Search code examples
javafile-iodownloadopennlp

How do I initialize the token model in OpenNLP?


I'm programming a noun phrase extractor in Java, and I'm trying to use the OpenNLP library to tag nouns. Unfortunately, the documentation for OpenNLP is very confusing. At the moment, I'm merely tokenizing a string of English text. The documentation has me initializing the token model using something similar to this:

InputStream modelIn = new FileInputStream("en-token.bin");

try {
TokenizerModel model = new TokenizerModel(modelIn);
}
catch (IOException e) {
   e.printStackTrace();
}
finally {
  if (modelIn != null) {
    try {
      modelIn.close();
    }
    catch (IOException e) {
    }
 }
}

Tokenizer tokenizer = new TokenizerME(model);

String tokens[] = tokenizer.tokenize("An input sample sentence.");

What I'm confused about here is what "en-token.bin" is, and where exactly I can find it. Was it supposed to be included in the original download of zipped files? Or do I have to download it from OpenNLP's website?

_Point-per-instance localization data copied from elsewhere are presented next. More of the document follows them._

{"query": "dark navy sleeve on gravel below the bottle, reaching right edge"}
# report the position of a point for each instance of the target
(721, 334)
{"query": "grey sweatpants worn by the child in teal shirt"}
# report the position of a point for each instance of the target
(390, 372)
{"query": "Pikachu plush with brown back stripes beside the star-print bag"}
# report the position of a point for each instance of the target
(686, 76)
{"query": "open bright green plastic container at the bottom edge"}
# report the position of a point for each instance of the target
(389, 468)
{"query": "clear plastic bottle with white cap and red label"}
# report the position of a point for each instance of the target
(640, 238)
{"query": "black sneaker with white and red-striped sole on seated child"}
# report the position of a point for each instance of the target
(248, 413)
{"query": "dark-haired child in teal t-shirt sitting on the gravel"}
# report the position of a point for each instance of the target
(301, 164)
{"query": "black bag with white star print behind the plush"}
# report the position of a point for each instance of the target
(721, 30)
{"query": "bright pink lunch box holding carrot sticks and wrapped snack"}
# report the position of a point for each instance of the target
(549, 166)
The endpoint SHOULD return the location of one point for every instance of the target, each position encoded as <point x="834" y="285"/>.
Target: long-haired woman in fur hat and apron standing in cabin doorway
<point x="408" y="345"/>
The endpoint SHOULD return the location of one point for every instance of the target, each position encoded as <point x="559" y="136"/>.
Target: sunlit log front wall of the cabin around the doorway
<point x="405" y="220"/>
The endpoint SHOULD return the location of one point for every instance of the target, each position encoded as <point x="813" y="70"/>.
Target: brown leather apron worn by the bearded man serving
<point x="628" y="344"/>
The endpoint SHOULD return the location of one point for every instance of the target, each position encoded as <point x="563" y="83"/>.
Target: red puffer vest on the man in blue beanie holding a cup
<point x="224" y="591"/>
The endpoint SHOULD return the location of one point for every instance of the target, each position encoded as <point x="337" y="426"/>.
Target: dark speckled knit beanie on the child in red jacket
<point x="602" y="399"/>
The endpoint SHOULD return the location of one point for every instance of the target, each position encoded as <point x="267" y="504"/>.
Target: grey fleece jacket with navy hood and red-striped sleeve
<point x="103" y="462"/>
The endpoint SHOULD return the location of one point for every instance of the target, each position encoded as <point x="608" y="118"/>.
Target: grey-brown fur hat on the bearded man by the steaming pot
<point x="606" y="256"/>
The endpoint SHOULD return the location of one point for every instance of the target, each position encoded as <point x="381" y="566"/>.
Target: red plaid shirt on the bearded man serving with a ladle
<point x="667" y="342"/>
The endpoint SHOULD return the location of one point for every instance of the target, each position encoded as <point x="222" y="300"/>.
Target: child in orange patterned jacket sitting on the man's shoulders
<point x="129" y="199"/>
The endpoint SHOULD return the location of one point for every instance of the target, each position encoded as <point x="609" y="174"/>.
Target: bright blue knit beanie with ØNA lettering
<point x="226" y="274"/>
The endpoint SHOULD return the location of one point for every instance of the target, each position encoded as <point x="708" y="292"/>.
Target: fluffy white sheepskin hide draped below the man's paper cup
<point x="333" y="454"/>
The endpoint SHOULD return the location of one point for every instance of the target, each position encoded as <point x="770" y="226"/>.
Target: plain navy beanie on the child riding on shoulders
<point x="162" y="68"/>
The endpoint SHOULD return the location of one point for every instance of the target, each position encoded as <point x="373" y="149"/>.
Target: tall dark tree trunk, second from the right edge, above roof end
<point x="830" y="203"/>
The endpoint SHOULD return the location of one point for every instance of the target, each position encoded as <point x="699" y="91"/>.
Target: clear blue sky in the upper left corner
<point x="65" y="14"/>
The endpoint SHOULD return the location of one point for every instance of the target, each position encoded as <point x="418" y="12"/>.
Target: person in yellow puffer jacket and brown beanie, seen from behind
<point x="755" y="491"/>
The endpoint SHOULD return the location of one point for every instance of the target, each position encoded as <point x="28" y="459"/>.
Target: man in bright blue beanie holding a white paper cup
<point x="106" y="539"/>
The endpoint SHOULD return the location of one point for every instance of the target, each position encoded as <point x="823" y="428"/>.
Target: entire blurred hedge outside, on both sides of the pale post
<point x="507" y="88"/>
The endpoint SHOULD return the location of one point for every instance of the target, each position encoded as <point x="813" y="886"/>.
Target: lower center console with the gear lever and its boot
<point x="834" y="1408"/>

Here's the link to the documentation: https://opennlp.apache.org/documentation/1.5.3/manual/opennlp.html#tools.tokenizer

Any help you could give me would be very appreciated. Thank you in advance!


Solution

  • You can find the models at http://opennlp.sourceforge.net/models-1.5/. They're not part of the original download at Apache due to licensing reasons.